Jan Jósef Ignacy Lukasiewicz (1822–82)

Jan Jósef Ignacy Łukasiewicz was one of the outstanding pioneers of the oil industry in Europe, the inventor of the kerosene lamp, and co-founder of the first petroleum extraction company. He was born near Mielec in present-day Poland but then in the Hapsburg Empire, and after passing through secondary school worked at pharmacists’ shops at Lańcut and L’viv, now in Ukraine, where he developed an interest in petroleum. The region at the foot of the Carpathian Mountains had long been known for its shallow deposits of petroleum which was then used as lubricant grease and as medicine for animals.

In 1852 Łukasiewicz distilled some petroleum and offered it for sale as a patent medicine.

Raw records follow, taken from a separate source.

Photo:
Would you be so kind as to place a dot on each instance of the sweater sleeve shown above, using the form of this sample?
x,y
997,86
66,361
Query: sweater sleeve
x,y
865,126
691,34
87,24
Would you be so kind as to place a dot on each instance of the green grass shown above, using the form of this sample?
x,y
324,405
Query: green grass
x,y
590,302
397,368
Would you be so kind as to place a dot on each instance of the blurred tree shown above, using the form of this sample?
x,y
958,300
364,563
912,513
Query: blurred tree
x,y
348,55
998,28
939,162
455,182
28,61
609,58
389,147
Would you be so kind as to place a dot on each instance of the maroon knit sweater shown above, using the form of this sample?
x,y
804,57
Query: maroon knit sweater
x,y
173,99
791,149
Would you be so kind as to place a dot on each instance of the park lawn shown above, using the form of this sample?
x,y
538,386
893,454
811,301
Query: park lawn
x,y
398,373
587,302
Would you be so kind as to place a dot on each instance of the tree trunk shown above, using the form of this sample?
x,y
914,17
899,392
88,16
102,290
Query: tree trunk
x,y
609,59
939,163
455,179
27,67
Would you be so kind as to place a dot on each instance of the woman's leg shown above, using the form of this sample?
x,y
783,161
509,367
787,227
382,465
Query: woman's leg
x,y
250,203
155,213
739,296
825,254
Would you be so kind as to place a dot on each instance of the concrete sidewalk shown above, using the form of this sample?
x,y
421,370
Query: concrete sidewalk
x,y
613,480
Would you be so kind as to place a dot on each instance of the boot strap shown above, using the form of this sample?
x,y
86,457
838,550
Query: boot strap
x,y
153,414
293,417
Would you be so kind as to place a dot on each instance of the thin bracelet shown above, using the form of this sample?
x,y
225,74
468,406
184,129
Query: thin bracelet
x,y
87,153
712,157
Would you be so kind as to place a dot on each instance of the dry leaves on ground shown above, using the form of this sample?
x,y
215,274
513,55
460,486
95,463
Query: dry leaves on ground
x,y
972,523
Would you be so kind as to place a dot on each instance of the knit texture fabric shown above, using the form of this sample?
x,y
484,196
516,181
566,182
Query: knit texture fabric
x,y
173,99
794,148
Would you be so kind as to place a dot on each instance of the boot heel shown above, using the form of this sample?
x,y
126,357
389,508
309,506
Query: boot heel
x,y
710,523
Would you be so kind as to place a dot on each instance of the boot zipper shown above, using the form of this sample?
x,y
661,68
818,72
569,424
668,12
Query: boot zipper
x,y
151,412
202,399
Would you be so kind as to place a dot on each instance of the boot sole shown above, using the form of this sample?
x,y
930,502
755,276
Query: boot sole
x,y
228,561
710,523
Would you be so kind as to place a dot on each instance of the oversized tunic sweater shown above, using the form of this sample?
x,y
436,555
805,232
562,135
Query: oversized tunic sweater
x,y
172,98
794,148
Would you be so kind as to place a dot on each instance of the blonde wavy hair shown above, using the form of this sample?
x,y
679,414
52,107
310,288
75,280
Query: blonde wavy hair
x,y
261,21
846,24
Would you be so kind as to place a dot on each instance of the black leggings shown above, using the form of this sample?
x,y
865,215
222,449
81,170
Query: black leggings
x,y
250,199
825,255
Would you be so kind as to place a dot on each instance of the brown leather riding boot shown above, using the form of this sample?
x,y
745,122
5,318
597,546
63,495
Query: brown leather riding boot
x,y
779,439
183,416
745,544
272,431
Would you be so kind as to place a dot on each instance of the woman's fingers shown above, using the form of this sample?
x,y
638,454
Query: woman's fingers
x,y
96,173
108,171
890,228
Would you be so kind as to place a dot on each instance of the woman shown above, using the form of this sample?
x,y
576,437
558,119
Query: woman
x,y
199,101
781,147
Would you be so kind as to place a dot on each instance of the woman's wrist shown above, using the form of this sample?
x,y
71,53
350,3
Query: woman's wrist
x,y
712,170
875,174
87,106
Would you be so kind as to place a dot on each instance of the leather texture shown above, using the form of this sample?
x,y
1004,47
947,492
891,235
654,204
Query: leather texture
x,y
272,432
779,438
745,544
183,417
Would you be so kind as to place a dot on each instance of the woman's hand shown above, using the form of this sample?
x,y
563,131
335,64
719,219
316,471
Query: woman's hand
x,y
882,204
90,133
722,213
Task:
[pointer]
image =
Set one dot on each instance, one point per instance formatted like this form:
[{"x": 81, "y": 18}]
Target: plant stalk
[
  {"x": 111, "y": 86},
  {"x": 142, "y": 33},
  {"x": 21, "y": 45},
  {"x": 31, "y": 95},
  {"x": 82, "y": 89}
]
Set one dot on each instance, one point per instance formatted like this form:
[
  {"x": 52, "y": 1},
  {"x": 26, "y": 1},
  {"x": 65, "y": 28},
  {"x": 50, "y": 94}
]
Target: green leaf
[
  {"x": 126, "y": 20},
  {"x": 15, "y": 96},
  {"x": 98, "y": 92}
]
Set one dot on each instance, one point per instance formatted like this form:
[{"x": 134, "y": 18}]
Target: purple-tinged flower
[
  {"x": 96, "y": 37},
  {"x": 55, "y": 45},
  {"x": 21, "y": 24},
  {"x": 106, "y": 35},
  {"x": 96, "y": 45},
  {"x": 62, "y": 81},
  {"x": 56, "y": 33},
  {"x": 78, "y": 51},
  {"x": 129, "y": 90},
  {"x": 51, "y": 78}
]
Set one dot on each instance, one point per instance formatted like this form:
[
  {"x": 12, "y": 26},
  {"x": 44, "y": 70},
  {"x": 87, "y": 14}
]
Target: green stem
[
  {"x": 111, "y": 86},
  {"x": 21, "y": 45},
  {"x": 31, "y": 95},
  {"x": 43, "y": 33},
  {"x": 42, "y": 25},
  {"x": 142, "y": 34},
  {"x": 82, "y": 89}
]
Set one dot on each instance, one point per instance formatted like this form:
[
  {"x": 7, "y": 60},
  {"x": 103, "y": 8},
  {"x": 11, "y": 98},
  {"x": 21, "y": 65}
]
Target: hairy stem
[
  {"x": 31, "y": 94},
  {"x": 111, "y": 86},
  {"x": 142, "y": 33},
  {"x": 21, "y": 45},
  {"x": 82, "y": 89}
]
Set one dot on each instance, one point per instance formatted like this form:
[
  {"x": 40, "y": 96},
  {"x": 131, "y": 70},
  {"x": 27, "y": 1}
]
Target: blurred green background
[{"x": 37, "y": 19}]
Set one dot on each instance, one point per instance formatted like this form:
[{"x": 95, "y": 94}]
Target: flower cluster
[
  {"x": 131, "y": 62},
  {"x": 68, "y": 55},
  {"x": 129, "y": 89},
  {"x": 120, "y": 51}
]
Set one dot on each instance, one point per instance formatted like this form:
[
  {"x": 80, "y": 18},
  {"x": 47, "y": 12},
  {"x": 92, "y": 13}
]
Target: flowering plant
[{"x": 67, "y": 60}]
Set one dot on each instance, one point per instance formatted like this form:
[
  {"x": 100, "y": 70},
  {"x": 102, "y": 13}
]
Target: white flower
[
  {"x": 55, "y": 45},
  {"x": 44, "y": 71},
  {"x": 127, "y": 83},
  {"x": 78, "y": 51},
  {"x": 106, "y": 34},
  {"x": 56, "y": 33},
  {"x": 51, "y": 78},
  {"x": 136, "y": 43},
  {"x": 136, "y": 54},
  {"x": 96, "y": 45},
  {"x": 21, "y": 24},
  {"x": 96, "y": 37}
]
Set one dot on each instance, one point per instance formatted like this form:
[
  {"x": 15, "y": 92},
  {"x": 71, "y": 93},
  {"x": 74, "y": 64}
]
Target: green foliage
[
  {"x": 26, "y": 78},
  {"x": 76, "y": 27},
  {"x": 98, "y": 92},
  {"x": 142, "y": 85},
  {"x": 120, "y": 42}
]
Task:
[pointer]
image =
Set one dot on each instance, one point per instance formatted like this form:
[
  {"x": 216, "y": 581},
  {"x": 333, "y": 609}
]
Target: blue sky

When it failed to sell he conceived the idea of using it for lighting. By fractional distillation he obtained pure kerosene but had to design a new kind of lamp that could use it. The first kerosene lamp was lit at Mikulasch’s pharmacy in L’viv in March 1853 and the city’s hospital was lit by similar lamps the following July, providing a much improved means of illuminating operating theatres. In the same year he developed the first oil lamp to be used for lighting streets. 

In 1854 Łukasiewicz, with Tytus Trzecieaki and Karol Klobassa established some of the world’s first oil wells in Bóbrka, and two years later he was a partner in the first Polish oil refinery which opened at Ulaszowice. In 1870 he introduced jump drilling at the Bóbrka, workshops. He ceased his work as a pharmacist to work in the oil industry through which he became very rich, and in his later years devoted much of his time and money to philanthropy.